UNE EXISTENCE HORS DES COMMUNS
Car Charles de Beistegui ne fut jamais diplomate, sauf un temps pour échapper aux désagréments de l'occupation
allemande. Bien trop occupé à mettre sa vie en scène comme l'écrit Clive Asley dans sa préface au catalogue de la
vente, « Charlie », comme l'appelaient ses rares intimes, a mené une existence hors des communs, qu'ils soient mortels,
architecturaux ou autres. Pas franchement sympathique, et ne cherchant d'ailleurs aucunement à l'être, Charles de
Beistegui s'est attaqué très tôt à l'espace. Il fit dans un premier temps appel à Le Corbusier pour qu'il lui aménage un
appartement parisien qui fait encore référence en matière de décoration. Les relations entre ces deux ego hypertrophiés
ne furent pas simples, on s'en doute. Le résultat ne satisfît qu'un temps le commanditaire qui jeta alors très vite son dévolu
sur un château, né au début du XIXe siècle. Groussay avait au moins deux avantages aux yeux de son propriétaire : tout
était à faire et comme il n'était pas classé aux Monuments historiques, l'acquéreur pouvait donner libre cours à sa
fantaisie. Groussay devint en peu de temps l'unique objet des attentions de Charles de Beistegui. Malgré la guerre, les
privations qui touchaient la France, il put décorer chaque pièce à sa guise, parvenant même à importer en 1941 du tissu
fabriqué en Angleterre ! Aidé par un architecte cubain, Emilio Terry, il transforma chaque pièce. Groussay grandit petit à
petit pour devenir l'écrin de la vie de son propriétaire. N'allez pas chercher dans ces décors, une référence connue. Fi du
salon Louis XV ou d'autres mobiliers aussi estampillés qu'une lignée royale. Chaque mètre carré, chaque mur, chaque
décor est signé Beistegui. Très influencé, malgré tout, par les idées de nos voisins britanniques en matière d'intérieur, le
riche héritier les détourna à sa mesure. Comme le révèle l'inventaire fait à l'occasion de la vente, les objets ne sont pas
tous dignes de figurer dans les musées. Il y a beaucoup de copies et d'autres éléments qui ne doivent leur noblesse qu'à
leur présence à Groussay.
LA COMEDIE FRANÇAISE JOUE À GROUSSAY
Mais le château n'était pas assez vaste pour contenir tant d'idées. Un théâtre magnifique, un pont à la vénitienne et
quelques autres bâtiments, furent élevés, relevés, modifiés et portés comme autant d'enfants du metteur en scène aux
allures d'ermite.
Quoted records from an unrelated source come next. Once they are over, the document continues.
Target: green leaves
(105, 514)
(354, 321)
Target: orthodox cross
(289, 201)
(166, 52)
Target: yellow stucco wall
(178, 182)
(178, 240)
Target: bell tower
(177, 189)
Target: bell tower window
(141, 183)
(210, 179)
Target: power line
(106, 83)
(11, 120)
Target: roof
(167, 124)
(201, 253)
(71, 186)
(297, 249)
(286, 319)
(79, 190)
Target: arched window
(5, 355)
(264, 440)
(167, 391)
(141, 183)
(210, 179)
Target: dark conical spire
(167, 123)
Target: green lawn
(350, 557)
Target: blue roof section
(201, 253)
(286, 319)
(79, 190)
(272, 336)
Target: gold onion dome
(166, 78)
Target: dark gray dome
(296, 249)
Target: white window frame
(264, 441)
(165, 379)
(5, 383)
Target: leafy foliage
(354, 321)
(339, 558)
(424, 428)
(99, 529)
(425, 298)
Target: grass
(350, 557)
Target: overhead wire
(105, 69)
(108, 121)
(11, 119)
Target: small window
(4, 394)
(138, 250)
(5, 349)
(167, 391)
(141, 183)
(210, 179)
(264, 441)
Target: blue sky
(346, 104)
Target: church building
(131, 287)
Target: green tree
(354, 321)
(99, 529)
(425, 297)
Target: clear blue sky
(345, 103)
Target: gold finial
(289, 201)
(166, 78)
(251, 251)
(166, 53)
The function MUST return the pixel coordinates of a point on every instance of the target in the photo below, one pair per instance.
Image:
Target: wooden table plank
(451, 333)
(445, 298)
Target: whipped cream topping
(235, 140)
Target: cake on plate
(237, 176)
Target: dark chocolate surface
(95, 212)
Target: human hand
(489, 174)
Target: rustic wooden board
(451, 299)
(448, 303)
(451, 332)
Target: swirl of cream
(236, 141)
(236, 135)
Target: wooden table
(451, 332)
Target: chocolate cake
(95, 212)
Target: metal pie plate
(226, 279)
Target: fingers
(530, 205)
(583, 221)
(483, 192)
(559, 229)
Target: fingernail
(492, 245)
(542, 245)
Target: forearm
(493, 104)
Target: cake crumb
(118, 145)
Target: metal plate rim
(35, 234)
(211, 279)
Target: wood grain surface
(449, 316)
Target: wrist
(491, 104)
Le théâtre ne servit que deux fois, mais la Comédie française vint y jouer pour le bonheur des invités ! La
mise en scène de la Maison de Molière au coeur de la mise en scène de l'étrange mécène, une véritable aubaine pour
cinéaste en mal d'imagination. Précurseur d'un Christo dans le sens où ses créations sont restées uniques, Charles de
Beistegui aimait faire resplendir sa passion pour les événements au sens strict du mot. Ainsi, alors que l'Europe se remet à
peine d'une guerre terrifiante (qu'il a traversé sans en souffrir), le châtelain de Groussay achète un palais vénitien. Il le
décore et y invite, le 3 septembre 1951, pour une fête digne de l'âge d'or de la Sérénissime, ses amis et autres célébrités
dignes de son difficile intérêt. Ceux qui n'ont pas reçu de carton font des bassesses pour être de la fête. En vain. Ils ne
verront pas Charles de Beistegui accueillir ses invités juché sur des cothurnes ! Ces sandales antiques à semelles très
épaisses lui permettant de mieux dominer son monde qui fait son entrée dans un spectacle mis en scène par leur hôte !
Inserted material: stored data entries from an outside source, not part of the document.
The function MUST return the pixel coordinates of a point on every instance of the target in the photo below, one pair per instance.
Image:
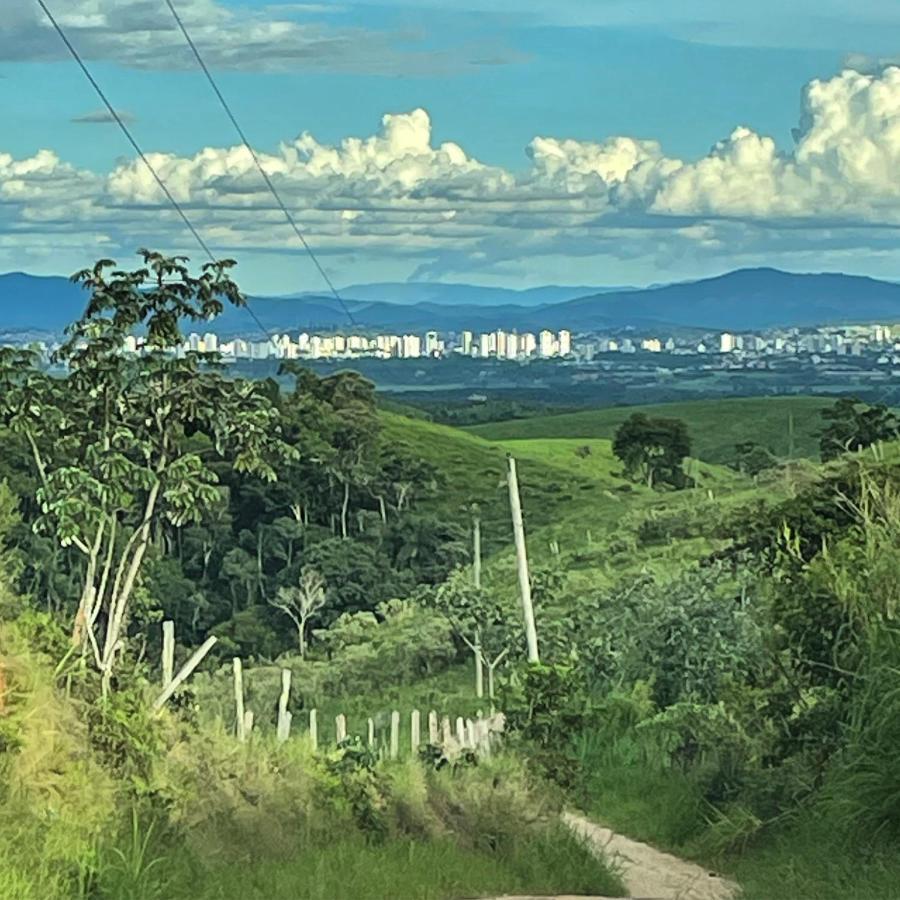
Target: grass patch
(407, 870)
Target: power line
(137, 149)
(256, 160)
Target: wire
(143, 156)
(256, 160)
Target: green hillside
(555, 481)
(573, 496)
(715, 425)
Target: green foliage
(653, 450)
(853, 425)
(788, 426)
(753, 459)
(544, 706)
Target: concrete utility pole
(515, 504)
(476, 578)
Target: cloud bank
(442, 213)
(143, 34)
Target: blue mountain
(742, 300)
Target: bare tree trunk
(522, 562)
(344, 507)
(479, 666)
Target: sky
(501, 142)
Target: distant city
(850, 340)
(847, 340)
(499, 344)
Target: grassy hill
(715, 425)
(553, 479)
(573, 496)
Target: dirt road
(648, 873)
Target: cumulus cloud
(143, 34)
(398, 194)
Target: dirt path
(648, 873)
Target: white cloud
(398, 196)
(143, 34)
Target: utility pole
(476, 578)
(515, 504)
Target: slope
(715, 426)
(744, 299)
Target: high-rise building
(411, 346)
(546, 343)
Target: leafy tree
(853, 426)
(108, 440)
(653, 450)
(752, 458)
(478, 619)
(301, 602)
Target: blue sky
(492, 77)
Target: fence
(390, 735)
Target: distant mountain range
(410, 293)
(742, 300)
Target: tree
(653, 450)
(302, 602)
(752, 458)
(478, 619)
(853, 426)
(110, 440)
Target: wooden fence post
(239, 698)
(395, 734)
(284, 716)
(522, 561)
(168, 659)
(184, 673)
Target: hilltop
(715, 426)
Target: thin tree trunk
(344, 507)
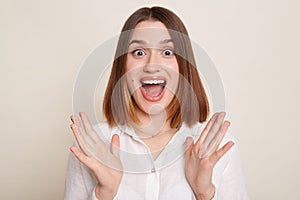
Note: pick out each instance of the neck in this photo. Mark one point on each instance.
(152, 125)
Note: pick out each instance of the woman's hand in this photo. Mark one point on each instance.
(97, 157)
(202, 156)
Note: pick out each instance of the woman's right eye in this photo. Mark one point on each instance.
(138, 52)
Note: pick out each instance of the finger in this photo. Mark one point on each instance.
(88, 127)
(210, 134)
(79, 139)
(83, 133)
(189, 143)
(221, 152)
(205, 131)
(76, 121)
(81, 156)
(215, 142)
(115, 145)
(215, 129)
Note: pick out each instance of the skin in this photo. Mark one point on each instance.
(201, 157)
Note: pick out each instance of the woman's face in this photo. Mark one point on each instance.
(151, 67)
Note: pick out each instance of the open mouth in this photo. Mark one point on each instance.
(153, 89)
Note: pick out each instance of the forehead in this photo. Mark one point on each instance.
(152, 32)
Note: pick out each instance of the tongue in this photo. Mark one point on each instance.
(153, 90)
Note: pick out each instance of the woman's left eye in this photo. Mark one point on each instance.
(168, 52)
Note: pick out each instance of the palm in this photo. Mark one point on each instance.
(202, 156)
(102, 159)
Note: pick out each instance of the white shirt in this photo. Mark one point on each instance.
(159, 179)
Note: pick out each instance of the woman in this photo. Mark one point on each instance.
(159, 144)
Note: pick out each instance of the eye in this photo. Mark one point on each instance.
(138, 52)
(168, 52)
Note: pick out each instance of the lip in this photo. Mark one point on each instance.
(149, 98)
(146, 78)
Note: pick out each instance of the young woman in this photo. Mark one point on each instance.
(156, 143)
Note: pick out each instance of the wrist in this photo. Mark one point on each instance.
(103, 193)
(208, 195)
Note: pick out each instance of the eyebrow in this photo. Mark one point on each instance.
(144, 42)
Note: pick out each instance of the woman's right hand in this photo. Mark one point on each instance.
(102, 161)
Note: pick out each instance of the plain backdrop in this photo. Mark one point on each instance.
(253, 43)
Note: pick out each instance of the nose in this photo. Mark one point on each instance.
(153, 62)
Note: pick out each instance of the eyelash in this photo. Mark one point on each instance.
(136, 51)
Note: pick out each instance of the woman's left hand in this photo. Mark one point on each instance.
(202, 156)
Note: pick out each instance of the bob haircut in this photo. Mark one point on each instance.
(190, 103)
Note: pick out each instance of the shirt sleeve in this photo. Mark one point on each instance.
(79, 182)
(95, 198)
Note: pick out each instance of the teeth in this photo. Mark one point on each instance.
(153, 82)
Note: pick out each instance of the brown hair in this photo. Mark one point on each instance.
(189, 105)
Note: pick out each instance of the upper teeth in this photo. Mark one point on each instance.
(153, 82)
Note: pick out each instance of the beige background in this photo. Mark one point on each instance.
(254, 44)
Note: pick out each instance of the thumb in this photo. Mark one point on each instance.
(189, 143)
(115, 145)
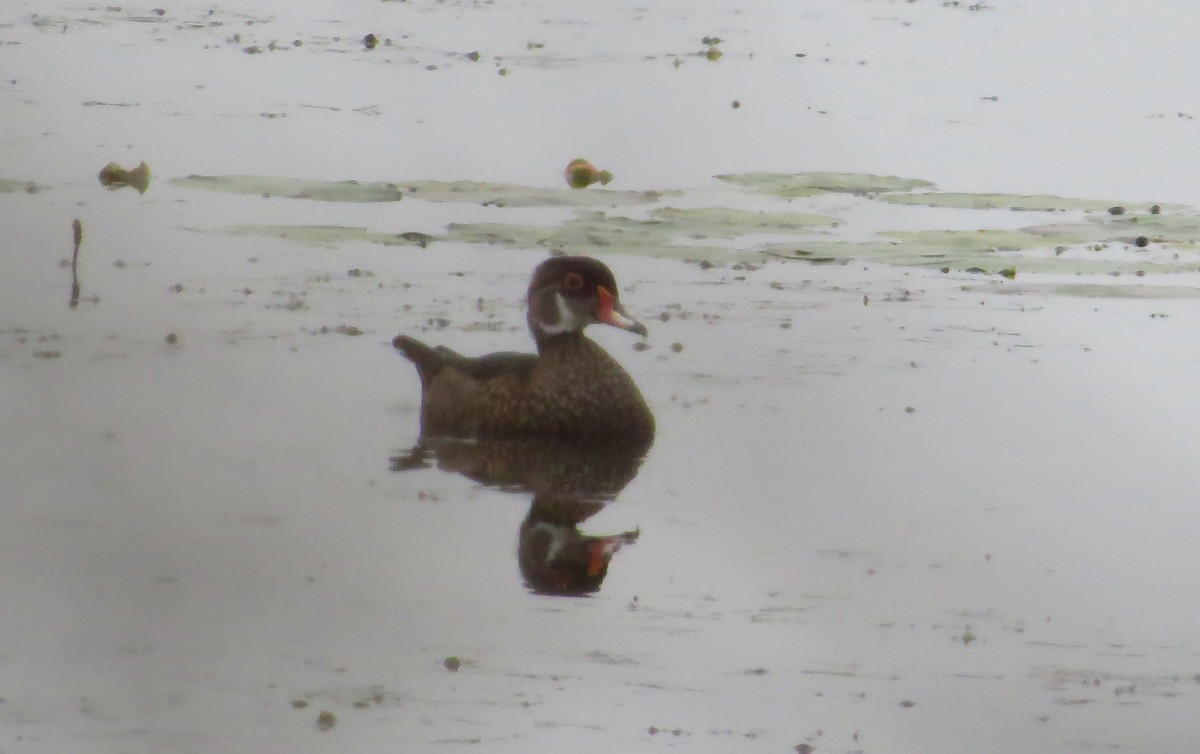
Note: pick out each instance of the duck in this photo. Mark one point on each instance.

Cette fête est restée dans les annales. Charles de Beistegui a continué à vivre son rêve jusqu'à ce qu'une méchante
attaque ne le condamne à dix années terribles où il se consacra surtout à mettre en valeur le parc pour y installer d'autres
« folies». Les folies de Beistegui ont vécu. Dans quelques jours, le mot fin viendra clore un spectacle qui avait résisté aux
adieux ratés de son maître. Avait-il réellement envie qu'elles lui survivent ?
La bibliothèque de Groussay. Ce document est l'une des aquarelles du peintre Serebriakoff à qui Charles de Beistegui
demanda de mettre en peinture chacun de ses projets.